El crujido de la puerta del conductor la sobresaltó. Dante se bajaba del coche, y el simple sonido de sus pasos hizo que se tensara. Su mente gritó que no lo observara, pero era demasiado tarde: estaba ahí, detrás de ella, acercándose con una calma que la desarmaba.

—No hace falta que me ayudes, puedo sola —dijo, apresurando el ritmo mientras sostenía las cajas como escudo—. Gracias otra vez… lo siento… por todo.

Se giró hacia la puerta de la pastelería, pero antes de abrirla, escuchó su nombre.

—Cass.

Su corazón se detuvo. Él sonaba firme y urgente, y no podía fingir que no le temblaban las piernas al oírlo.

—Por favor voltea, Cass —rogó Dante.

Sacudió la cabeza, apretando las cajas contra su pecho. Las lágrimas que había retenido todo el día ahora querían salir.

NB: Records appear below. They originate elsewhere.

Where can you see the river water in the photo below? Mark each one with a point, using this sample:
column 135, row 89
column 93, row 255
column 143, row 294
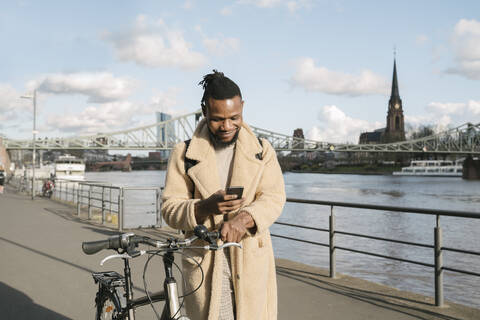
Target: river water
column 418, row 192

—No hace falta, Dante. De verdad. Entiendo si estás molesto. Yo… —su voz se quebró—. Solo… vete. Todo está bien.

Sintió sus manos sobre sus brazos, suaves pero firmes, girándola hacia él. Y esta vez, no hubo duda, no hubo miedo: solo él y la certeza que había estado evitando.

El beso que siguió no fue tímido ni dubitativo. Fue profundo, intenso, cargado de todo lo que habían contenido entre ellos: tensión, confusión, deseo y alivio. Su mundo se redujo al calor de sus cuerpos, al sabor dulce del glaseado que habían comido durante la tarde y al latido frenético de sus corazones, que parecían resonar al mismo ritmo.

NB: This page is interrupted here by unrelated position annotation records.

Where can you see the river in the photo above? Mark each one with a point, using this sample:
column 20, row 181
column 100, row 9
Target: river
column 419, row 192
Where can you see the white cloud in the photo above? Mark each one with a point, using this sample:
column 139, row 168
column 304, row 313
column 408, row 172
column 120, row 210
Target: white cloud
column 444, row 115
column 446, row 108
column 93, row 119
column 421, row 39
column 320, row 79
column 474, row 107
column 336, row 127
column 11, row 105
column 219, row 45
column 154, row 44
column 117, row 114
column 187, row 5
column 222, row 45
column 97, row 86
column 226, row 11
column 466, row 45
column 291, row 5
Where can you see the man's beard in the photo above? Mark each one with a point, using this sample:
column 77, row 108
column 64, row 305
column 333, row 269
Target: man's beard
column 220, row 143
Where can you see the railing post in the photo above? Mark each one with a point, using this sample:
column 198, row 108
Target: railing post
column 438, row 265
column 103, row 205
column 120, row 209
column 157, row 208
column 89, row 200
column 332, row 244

Las cajas cayeron al suelo con un estruendo, tapas y cucharitas volando, pero no podía importarle menos. Todo lo que existía era Dante, la sensación de sus labios contra los suyos, la suavidad de sus manos en su cintura y su cabello.

Cuando finalmente se separaron, Cassandra se quedó congelada, con el corazón latiéndole a mil por hora. Podía sentir el calor de Dante, la cercanía de su aliento, la presión de su cuerpo; todo lo demás parecía haberse desvanecido. Sus ojos se encontraron y por un instante no hicieron falta palabras. Solo la electricidad que aún vibraba entre ellos, los latidos descompasados y el sabor azucarado que persistía en sus labios.

Cerró los ojos un segundo, tratando de retener cada sensación, de grabar aquel instante en su memoria. Su respiración temblaba, mezclando asombro, alegría y un atisbo de incredulidad. Cuando los abrió, todavía lo tenía frente a ella, inmóvil, con la mirada intensa, y solo entonces Dante rompió el silencio, con suavidad y una sonrisa apenas contenida:

—¿De verdad creíste que estaba enfadado? —susurró con la voz ronca, cargada de ternura.

Ella solo pudo asentir, sin poder articular palabra.